Im wanting to get into training beagle pups, how should i go by doing this? Is there a video or a book i need to buy. Can someone please help me out thank you


----------



## bmxfire37 (Apr 26, 2007)

good luck...they like to run!

they way i taught mine was to just run her in the field and keep her on track. run her through the bushes and get her on rabbit trails
when she found rabbit i shot it we took it home and ate it its about like that

now she just natrually runs up rabbits.

im not a formal trainer...just got a good hound i recon


----------



## ShineRunner (Sep 11, 2002)

Like bmxfire37 says, get out and hunt as much as possible with your pup. Get into the brush with the dog and help flush the rabbit. After a while you will be able to back off and the pup will go in for you. Always talk with the pup so he knows you are with him. I mean by talking is _yelling_ encouragement. They love it and will respond by hunting harder.


----------



## bmxfire37 (Apr 26, 2007)

dont let yours turn out like mine!


----------



## FlashBoomSplash (Aug 26, 2005)

BMXFIRE and Shinerunner

Can you teach a beagle to sit, stay, and come like a lab or is it not possible.
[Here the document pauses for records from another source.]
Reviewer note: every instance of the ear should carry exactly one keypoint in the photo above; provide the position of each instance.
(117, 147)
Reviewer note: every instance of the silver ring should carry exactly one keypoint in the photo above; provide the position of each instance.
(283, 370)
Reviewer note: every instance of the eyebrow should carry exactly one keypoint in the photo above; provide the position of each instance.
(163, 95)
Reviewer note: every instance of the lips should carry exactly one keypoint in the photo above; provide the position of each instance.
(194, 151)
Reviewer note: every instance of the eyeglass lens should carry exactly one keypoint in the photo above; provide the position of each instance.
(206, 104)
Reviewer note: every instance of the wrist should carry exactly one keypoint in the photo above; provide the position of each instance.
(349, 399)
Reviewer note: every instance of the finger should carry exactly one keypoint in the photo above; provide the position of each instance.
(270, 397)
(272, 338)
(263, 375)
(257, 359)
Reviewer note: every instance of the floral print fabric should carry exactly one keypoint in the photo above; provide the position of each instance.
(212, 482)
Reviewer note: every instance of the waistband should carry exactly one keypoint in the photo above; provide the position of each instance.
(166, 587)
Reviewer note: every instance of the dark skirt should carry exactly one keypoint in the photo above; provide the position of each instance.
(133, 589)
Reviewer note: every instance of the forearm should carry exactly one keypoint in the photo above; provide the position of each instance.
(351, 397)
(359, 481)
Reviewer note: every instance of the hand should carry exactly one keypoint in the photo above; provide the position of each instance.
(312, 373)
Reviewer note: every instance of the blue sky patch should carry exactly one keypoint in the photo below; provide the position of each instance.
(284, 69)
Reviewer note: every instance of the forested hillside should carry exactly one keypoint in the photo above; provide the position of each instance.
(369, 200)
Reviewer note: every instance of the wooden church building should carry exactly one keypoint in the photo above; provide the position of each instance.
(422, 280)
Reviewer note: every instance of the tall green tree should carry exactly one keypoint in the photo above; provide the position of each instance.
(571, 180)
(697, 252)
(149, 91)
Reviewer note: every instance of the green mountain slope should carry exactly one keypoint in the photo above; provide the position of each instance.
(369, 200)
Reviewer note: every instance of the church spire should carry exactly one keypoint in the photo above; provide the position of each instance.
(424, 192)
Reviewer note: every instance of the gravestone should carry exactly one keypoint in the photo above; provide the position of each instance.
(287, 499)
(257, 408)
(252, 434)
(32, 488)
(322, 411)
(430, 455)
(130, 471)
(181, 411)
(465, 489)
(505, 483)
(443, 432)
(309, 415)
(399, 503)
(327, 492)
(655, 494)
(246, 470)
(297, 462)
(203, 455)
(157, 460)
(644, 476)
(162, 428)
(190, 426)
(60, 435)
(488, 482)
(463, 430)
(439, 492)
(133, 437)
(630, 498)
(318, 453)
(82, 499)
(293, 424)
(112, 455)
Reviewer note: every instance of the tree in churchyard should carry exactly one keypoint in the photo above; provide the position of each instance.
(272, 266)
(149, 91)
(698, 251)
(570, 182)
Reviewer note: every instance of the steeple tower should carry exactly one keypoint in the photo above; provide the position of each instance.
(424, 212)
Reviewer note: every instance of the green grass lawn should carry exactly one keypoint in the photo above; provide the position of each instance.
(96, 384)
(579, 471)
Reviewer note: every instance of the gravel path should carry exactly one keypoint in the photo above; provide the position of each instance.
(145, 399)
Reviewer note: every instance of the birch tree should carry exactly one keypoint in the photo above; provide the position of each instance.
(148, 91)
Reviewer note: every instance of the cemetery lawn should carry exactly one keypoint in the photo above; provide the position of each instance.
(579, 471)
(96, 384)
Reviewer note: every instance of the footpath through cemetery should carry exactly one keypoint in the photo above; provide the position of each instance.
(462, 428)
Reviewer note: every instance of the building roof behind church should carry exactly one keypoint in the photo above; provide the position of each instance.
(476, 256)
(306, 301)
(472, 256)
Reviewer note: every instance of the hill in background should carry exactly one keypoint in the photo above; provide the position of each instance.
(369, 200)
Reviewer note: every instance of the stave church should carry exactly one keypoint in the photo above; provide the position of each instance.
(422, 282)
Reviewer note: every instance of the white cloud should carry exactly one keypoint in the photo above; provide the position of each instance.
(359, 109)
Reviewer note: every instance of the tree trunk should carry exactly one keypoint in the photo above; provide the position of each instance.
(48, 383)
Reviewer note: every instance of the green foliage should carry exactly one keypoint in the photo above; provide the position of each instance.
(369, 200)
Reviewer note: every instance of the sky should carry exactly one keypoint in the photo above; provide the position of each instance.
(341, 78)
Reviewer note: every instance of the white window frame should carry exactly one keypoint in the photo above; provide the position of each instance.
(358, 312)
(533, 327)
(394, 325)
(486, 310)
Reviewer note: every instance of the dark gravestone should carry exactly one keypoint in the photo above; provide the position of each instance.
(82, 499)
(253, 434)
I am looking into getting one and I was just wondering.


----------



## bmxfire37 (Apr 26, 2007)

yep mine does
well she kinda sits alot... but she sits stays and comes on command
stops on command
the key is the alpha wolf.

when the dog dis-obeys a command to something intence( such as not stopping ) like when mine would run off. take the dog. grab a paw and roll them on their backs. grab them by the fat on the neck ( where a mother dog carries her young) and slam them on the ground, being careful not to slam the head, or hurt the neck in any way. not terribly hard just like a I TOLD YOU TO STAY HERE.

thats how we trained our german sheperd and the beagle. it took time with the beag, beagles have a nose, and tend to just go. but with time, and a little investment, you will have a buddy for life.

my main problem was she was afraid of guns. i suspect my brother shot her with airsofts. but i got her over that
at the sight of a gun shed tuck and run. now i take her out with my .22 my 12 guage, or my muzzy sometimes. she loves it!...

...she just needs alot of breaks

point to the story. beagles run

you have to break them

practice in a fenced yard at first, not with treats, but stern language ( my studies found cursing does not help the dog, but helps your frustration )

then if shes a runner and u dont live near a busy road. open a gate or so.

once you have her sitting, staying and running on command, leash her and take her in to the field

im right handed, so i trained my dog to walk to the left of me, while i hold the leash in the left hand. so i can carry my firearm. although when shes on a trail, its best to have a leash tied around your waist. its hard to aim with a beagle pulling your wrist!

in ohio we must have leashed dogs. so usually i get her retractable , set it to maybe 15 feet or so, tie it around my waist and im off. in the woods...thats a different story!


----------



## FlashBoomSplash (Aug 26, 2005)

Thanks for the info I will probably be getting one this summer. Are deer a big problem with beagles? ND also has jacks thats one thing that worries me jacks wont circle like Cotton tails.


----------



## bmxfire37 (Apr 26, 2007)

i take min deer hunting in ohio you can use them to recover, not hunt so i leave her in the truck most of the time. but no they arent really


----------



## huntinhick (Jan 7, 2008)

mine try to chase deer the thing you nead is one of the shock collars it lets them know that they aren't dooing what you want.....

:sniper: .......... :run:


----------



## bmxfire37 (Apr 26, 2007)

like i said the alfa wolf...save u lots of money, and its a more personal bond to the dog, not just a sudden shock. either or


----------



## Bobm (Aug 26, 2003)

buy the book "rabbit hunting" by Dave fisher.

theres lots of info on beagle training in it.

then go to some beagle forums log on and ask for help.

What was suggested on here might work but there are much better ways to train beagles.

And yes I'm not just a bird dog trainer. I've trained some beagles since the 60's so been there done that. Have some good friends really into it.

beagles can be obedience trained just like any dog however all hounds are independent (they have to be to hunt) so you always have to keep them undercontrol when not hunting or they will self hunt run deer ect.

Really all dogs will but hounds are the worst.

I love beagles they are great little dogs.

http://www.amazon.com/Rabbit-Hunting-Da ... 0970749368


----------